Therefore, instead of identifying tracts of genome with a single genealogy and the breakpoints between them, sticcs aims to infer the local genealogy at each variant site. To do this, sticcs builds a matrix of compatible variant patterns at each site by “collecting” compatible patterns from nearby variant sites (Step 1 in Fig. 2). In effect, the collecting procedure for site i considers each site j to the left and right of site i in order of distance and adds the pattern at site j to the matrix for site i, provided it is compatible with all other patterns already collected. In practice, for computational efficiency, sticcs avoids repeating tests of compatibility by using a knockout algorithm that passes along the chromosome once in each direction. First, moving from left to right, a collection of compatible patterns is built by adding the pattern at each site i encountered and discarding (knocking out) any patterns in the existing collection that are not compatible with the pattern at site i. All patterns retained in the collection are then recorded as the “left-collection” for site i. Second, a “right-collection” for each site is generated using the analogous procedure, moving from right to left along the chromosome. Finally, the left- and right-collections for each site are reconciled. Incompatibilities are resolved by retaining the pattern whose nearest variant is closest to the focal site.
The sticcs algorithm applied to phased a) and unphased b) genotypes. In both panels, genotypes from 3 diploid individuals are shown, either as 6 phased haplotypes (a) or 3 unphased genotypes (b). Each of the 7 variant sites is given as a “pattern” indicating the number of derived alleles (0 or 1 for phased data; 0, 1 or 2 for unphased). For each site, compatible patterns are collected from the left and right in order of distance (step 1). Pairwise compatibility is indicated by open circles in the grid on the left. Patterns that are incompatible with the focal pattern at a given site are “knocked out” (indicated by dashed lines and boxes) and become unavailable for collection beyond that site, but they may be considered for collection again under the “second chances” rule described in the section on collecting compatible sites in the Methods. Tree building (step 2) for each site follows the procedure shown in Fig. 1. Tree building for the second tree and onward is made more efficient by leaving in place nodes that are shared between adjacent sites. Sites with identical trees indicated by the same tree number (T1, T2, etc.) are grouped in gray boxes, which indicate the tree “span”. Note that the inferred ARG is different with unphased data because the “duplicable” pattern at variant site 3 is incorrectly deemed to be compatible with that at variant site 4.
A downside of the knockout procedure described above is that a pattern from site j will only be considered for collection at site i if no variant site lying between j and i carries a pattern that is incompatible with that at j. This contradicts the biological reality that nodes (or “haplotype blocks”) are often “disjunct”, being shared between nonadjacent genealogies (Shipilina et al. 2023).
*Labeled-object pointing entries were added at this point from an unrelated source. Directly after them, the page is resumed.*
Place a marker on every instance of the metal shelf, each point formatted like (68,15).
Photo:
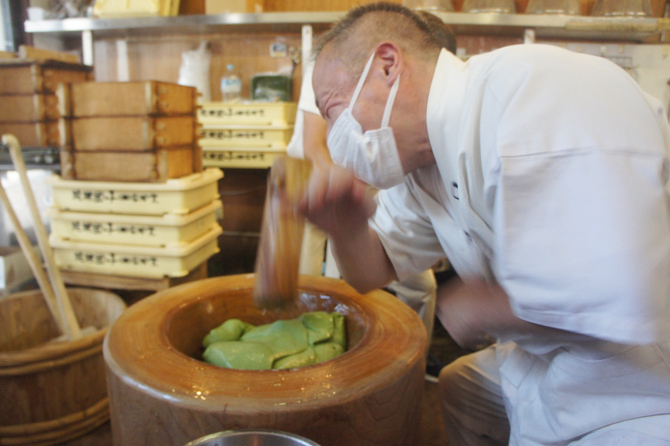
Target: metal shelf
(545,26)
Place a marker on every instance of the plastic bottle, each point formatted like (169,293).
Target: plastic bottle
(231,85)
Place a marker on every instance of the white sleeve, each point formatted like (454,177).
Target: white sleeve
(405,231)
(583,242)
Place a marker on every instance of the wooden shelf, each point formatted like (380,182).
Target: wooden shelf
(545,26)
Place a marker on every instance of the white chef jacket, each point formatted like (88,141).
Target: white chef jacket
(550,179)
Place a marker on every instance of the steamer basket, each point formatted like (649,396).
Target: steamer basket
(52,392)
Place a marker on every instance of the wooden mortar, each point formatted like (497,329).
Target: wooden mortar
(162,393)
(52,391)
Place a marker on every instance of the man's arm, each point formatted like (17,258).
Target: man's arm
(340,205)
(473,309)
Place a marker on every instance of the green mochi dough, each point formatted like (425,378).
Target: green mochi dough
(238,355)
(302,359)
(309,339)
(283,337)
(339,332)
(319,326)
(231,330)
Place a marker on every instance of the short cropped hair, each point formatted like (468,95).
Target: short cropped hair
(354,37)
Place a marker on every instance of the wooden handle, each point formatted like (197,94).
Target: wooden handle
(71,325)
(278,256)
(33,260)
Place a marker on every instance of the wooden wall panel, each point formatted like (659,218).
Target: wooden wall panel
(159,58)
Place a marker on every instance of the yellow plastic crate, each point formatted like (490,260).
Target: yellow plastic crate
(249,158)
(140,230)
(106,9)
(177,196)
(246,136)
(247,113)
(135,261)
To attempt to account for this, sticcs by default applies a “second chances” rule in which a pattern is added back into the collection once the pattern that knocked it out has itself been knocked out.
Extending the four-gamete test to higher ploidy and mixed ploidies
Under the infinite-sites model, 2 sites are not compatible with the same tree if all 4 haplotypes 00, 01, 10, and 11 are present in the dataset. Here, each pair of numbers indicates whether allele 0 or 1 is present at 2 sites in a given haplotype. This is the four-gamete test. For polarized data, we know that the ancestral haplotype 00 exists (or did in the past), so we need only observe the 3 derived haplotypes 01, 10, and 11 to determine that the sites are incompatible. For unphased diploid or polyploid genotypes, we have less information, but we can still test for compatibility between sites by inferring which haplotypes are present. For diploids, the 4 possible haplotypes for 2 sites combine to produce 9 possible diploid genotypes: 00, 01, 02, 10, 11, 12, 20, 21, 22, where the 2 numbers indicate the number of derived alleles observed at the first and second site. Most of these provide unambigous information about which haplotypes are present. For example, diploid genotype 01 indicates the presence of haplotypes 00 and 01, whereas diploid genotype 21 indicates the presence of haplotypes 11 and 10. As a general rule that applies to any ploidy level, we can say that all 3 derived haplotypes must be present if: (i) There is at least 1 individual at which the number of derived alleles at the first site exceeds that at the second (implies that 10 exists), (ii) there is at least 1 individual at which the number of derived alleles at the second site exceeds that at the first (implies that 01 exists) and (iii) there is at least 1 individual at which the sum of derived alleles across the 2 sites exceeds the ploidy (implies that 11 exists).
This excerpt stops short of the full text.